Friedrich Karl Berger Wiki
95-year-old former concentration camp guard deported from the USA to Germany
The United States deported a 95-year-old former Nazi concentration camp guard to Germany. Friedrich Karl Berger, who has lived in America since 1959, was a guard at the Neuengamme concentration camp near Hamburg, Germany in 1945. He confessed to preventing and escorting prisoners from escaping during the forced evacuation that resulted in the deaths of 70. people. However, he said that he did not witness any murder or abuse while working in the camp for a few weeks towards the end of the war.
A court in Memphis, Tennessee, ordered his deportation last February, and he arrived in Frankfurt today. The German citizen was handed over to the Hesse state police for questioning. Authorities had previously been investigating whether it was possible to file a criminal complaint against Mr. Berger, but in December they decided to shelve the efforts.
They could not dispute the allegation that he had not been subjected to any murder or abuse. The same prosecutors want to question him again to see if they can help with murder charges that have been used to prosecute many Nazis in recent years. Prosecutors argued that officers who helped run a concentration camp contributed to the death and abuse in these camps, regardless of whether or not these officers themselves participated in any murder. According to an Immigration and Customs Enforcement Agency (ICE), prisoners, Jewish, Russian, Polish, Dutch and other prisoners were kept in ‘brutal’ conditions and worked ‘to the point of exhaustion and death’ in Neuengamme, where Mr Berger worked. Declaration. Mr. Berger told The Washington Post that he was forced to work in the camp and claimed that he did not carry a gun during his short time there. Regarding his deportation, he said: “After 75 years, this is ridiculous. I can’t believe it. You are forcing me out of my house.”

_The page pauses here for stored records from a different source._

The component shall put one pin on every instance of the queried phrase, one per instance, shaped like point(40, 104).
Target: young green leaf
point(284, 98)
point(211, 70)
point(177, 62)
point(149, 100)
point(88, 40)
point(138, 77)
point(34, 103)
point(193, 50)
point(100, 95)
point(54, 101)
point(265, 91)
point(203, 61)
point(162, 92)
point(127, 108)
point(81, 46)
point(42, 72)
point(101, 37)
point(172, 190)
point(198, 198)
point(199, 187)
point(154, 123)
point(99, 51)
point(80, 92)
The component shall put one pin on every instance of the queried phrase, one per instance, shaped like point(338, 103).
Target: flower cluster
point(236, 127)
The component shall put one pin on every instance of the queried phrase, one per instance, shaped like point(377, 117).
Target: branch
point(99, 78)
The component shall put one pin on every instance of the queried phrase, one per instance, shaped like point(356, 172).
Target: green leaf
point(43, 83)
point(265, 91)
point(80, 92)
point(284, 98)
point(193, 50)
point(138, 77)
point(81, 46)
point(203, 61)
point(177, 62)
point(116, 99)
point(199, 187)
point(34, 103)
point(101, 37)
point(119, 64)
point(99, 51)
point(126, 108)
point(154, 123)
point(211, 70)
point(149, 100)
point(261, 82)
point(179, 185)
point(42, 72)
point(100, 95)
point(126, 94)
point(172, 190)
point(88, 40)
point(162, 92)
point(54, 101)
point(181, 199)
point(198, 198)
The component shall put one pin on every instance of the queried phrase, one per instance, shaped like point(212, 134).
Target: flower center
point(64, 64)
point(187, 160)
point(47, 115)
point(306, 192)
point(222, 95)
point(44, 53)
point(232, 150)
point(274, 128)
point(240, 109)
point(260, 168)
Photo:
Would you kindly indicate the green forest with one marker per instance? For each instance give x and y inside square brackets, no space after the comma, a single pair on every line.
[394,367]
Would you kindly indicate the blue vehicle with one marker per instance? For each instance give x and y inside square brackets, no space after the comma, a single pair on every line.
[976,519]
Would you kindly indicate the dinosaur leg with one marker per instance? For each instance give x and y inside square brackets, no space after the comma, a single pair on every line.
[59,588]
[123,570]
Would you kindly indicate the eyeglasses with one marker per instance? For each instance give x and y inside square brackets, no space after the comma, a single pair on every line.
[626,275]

Acting US Attorney General Monty Wilkinson said the expulsion demonstrated the commitment of the Joe Biden administration to ‘ensure that the United States is not a safe haven for those participating in Nazi crimes against humanity and other human rights violations’. Earlier this month, a 95-year-old woman living in a nursing home in Pinneberg, near Hamburg, was accused of serving as the SS commander’s secretary at the Stutthof camp near Gdansk. During the Second World War, 65,000 prisoners died in Stutthof and Irmgard F was charged with “over 10,000 cases”. She claimed she had no idea they were being exposed to gasses in the camp.